Face Stabilization by Mode Pursuit for Avatar Construction
PubDate: February 2019
Teams: Electronic Arts
Writers: Mathieu Lamarre; J.P. Lewis; Etienne Danvoye
PDF: Face Stabilization by Mode Pursuit for Avatar Construction
Abstract
Avatars driven by facial motion capture are widely used in games and movies, and may become the foundation of future online virtual reality social spaces. In many of these applications, it is necessary to disambiguate the rigid motion of the skull from deformations due to changing facial expression. This is required so that the expression can be isolated, analyzed, and transferred to the virtual avatar. The problem of identifying the skull motion is partially addressed through the use of a headset or helmet that is assumed to be rigid relative to the skull. However, the headset can slip when a person is moving vigorously on a motion capture stage or in a virtual reality game. More fundamentally, on some people even the skin on the sides and top of the head moves during extreme facial expressions, resulting in the headset shifting slightly. Accurate conveyance of facial deformation is important for conveying emotions, so a better solution to this problem is desired.
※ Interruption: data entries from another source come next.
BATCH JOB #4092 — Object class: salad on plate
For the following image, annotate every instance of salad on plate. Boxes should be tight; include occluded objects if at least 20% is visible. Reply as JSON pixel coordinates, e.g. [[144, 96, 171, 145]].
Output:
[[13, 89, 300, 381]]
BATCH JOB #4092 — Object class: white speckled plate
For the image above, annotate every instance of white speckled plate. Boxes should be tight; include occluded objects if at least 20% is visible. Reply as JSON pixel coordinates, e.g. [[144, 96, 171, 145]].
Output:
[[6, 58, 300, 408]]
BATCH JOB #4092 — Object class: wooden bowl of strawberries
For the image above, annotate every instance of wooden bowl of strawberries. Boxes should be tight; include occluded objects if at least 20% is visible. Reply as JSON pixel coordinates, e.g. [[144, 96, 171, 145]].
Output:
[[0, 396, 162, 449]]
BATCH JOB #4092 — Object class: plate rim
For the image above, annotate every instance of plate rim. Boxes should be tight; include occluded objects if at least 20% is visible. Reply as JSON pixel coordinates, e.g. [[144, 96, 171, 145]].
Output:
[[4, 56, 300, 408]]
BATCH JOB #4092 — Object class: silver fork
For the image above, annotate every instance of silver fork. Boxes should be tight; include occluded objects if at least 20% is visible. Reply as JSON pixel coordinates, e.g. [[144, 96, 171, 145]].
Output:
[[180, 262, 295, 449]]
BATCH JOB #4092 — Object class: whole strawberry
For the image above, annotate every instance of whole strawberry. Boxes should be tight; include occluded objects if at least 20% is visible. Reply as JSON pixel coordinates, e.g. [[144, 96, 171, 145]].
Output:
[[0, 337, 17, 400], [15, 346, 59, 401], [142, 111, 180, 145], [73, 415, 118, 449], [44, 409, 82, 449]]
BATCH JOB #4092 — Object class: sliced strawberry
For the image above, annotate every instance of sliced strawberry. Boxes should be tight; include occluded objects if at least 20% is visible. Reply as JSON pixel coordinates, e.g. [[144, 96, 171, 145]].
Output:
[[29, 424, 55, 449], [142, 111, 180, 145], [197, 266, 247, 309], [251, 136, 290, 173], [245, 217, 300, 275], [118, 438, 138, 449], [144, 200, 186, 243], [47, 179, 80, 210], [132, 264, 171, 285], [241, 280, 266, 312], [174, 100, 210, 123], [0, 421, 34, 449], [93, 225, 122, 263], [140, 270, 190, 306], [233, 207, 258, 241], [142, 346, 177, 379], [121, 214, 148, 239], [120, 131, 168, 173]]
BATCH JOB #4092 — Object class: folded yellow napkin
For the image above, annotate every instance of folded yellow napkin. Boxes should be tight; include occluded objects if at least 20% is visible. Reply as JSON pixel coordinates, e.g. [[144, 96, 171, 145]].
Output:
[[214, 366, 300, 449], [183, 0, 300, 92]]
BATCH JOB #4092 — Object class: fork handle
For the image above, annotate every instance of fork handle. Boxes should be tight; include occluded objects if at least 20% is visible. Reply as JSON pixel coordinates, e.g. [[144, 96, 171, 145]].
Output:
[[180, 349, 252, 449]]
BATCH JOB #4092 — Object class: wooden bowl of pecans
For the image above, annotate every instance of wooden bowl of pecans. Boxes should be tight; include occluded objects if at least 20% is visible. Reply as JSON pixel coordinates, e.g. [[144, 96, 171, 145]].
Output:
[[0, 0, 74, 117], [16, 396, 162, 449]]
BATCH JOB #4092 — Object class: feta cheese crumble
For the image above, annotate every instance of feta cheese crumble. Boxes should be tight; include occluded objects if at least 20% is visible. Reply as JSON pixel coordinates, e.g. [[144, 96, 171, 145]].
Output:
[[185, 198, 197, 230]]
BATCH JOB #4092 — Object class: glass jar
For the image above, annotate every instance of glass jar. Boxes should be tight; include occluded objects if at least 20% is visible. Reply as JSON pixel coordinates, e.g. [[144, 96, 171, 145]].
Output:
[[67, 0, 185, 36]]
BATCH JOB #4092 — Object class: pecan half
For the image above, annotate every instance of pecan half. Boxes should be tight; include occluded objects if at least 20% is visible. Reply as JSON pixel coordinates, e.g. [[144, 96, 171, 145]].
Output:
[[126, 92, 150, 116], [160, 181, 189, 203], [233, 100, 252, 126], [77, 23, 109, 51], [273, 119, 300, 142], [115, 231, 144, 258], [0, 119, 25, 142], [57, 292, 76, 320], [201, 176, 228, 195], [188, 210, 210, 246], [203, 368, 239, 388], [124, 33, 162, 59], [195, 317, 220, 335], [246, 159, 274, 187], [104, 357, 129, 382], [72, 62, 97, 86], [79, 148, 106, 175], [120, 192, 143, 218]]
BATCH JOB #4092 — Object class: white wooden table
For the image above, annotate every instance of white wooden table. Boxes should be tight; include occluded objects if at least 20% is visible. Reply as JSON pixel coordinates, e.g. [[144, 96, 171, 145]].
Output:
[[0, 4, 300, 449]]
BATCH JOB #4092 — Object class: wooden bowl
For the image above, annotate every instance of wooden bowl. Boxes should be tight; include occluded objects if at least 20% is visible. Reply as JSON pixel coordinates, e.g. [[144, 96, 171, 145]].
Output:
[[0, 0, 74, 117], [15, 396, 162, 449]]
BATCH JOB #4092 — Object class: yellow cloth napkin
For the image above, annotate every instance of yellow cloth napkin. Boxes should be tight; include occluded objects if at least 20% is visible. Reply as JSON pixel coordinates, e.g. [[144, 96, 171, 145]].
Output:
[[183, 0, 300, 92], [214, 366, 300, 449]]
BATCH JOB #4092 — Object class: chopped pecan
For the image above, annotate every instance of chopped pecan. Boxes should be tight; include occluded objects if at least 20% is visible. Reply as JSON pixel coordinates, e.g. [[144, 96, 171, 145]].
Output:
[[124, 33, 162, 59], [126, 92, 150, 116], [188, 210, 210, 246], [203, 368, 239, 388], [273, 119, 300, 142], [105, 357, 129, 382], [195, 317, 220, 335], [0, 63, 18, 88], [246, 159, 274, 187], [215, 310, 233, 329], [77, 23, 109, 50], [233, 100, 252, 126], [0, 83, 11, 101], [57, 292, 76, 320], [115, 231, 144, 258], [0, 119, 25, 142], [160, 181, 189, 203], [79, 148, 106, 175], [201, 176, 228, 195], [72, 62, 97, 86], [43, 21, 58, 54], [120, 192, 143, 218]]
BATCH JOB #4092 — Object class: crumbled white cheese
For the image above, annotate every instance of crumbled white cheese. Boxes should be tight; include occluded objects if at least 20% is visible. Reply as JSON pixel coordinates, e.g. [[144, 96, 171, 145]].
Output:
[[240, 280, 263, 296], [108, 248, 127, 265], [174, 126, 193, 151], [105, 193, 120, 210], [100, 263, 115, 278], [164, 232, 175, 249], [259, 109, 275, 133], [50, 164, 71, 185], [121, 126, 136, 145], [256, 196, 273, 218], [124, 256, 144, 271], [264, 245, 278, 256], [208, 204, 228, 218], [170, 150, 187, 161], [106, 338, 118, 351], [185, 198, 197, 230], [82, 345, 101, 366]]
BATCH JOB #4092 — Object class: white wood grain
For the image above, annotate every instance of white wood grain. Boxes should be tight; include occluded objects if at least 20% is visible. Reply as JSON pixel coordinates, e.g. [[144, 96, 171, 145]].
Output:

In this paper, we observe that although every point on the face is potentially moving, each tracked point or vertex returns to a neutral or “rest” position frequently as the responsible muscles relax. When viewed from the reference frame of the skull, the histograms of point positions over time should therefore show a concentrated mode at this rest position. On the other hand, the mode is obscured or destroyed when tracked points are viewed in a coordinate frame that is corrupted by the overall rigid motion of the head. Thus, we seek a smooth sequence of rigid transforms that cause the vertex motion histograms to reveal clear modes. To solve this challenging optimization problem, we use a coarse-to-fine strategy in which smoothness is guaranteed by the parameterization of the solution. We validate the results on both professionally created synthetic animations in which the ground truth is known, and on dense 4D computer vision capture of real humans. The results are clearly superior to alternative approaches such as assuming the existence of stationary points on the skin, or using rigid iterated closest points.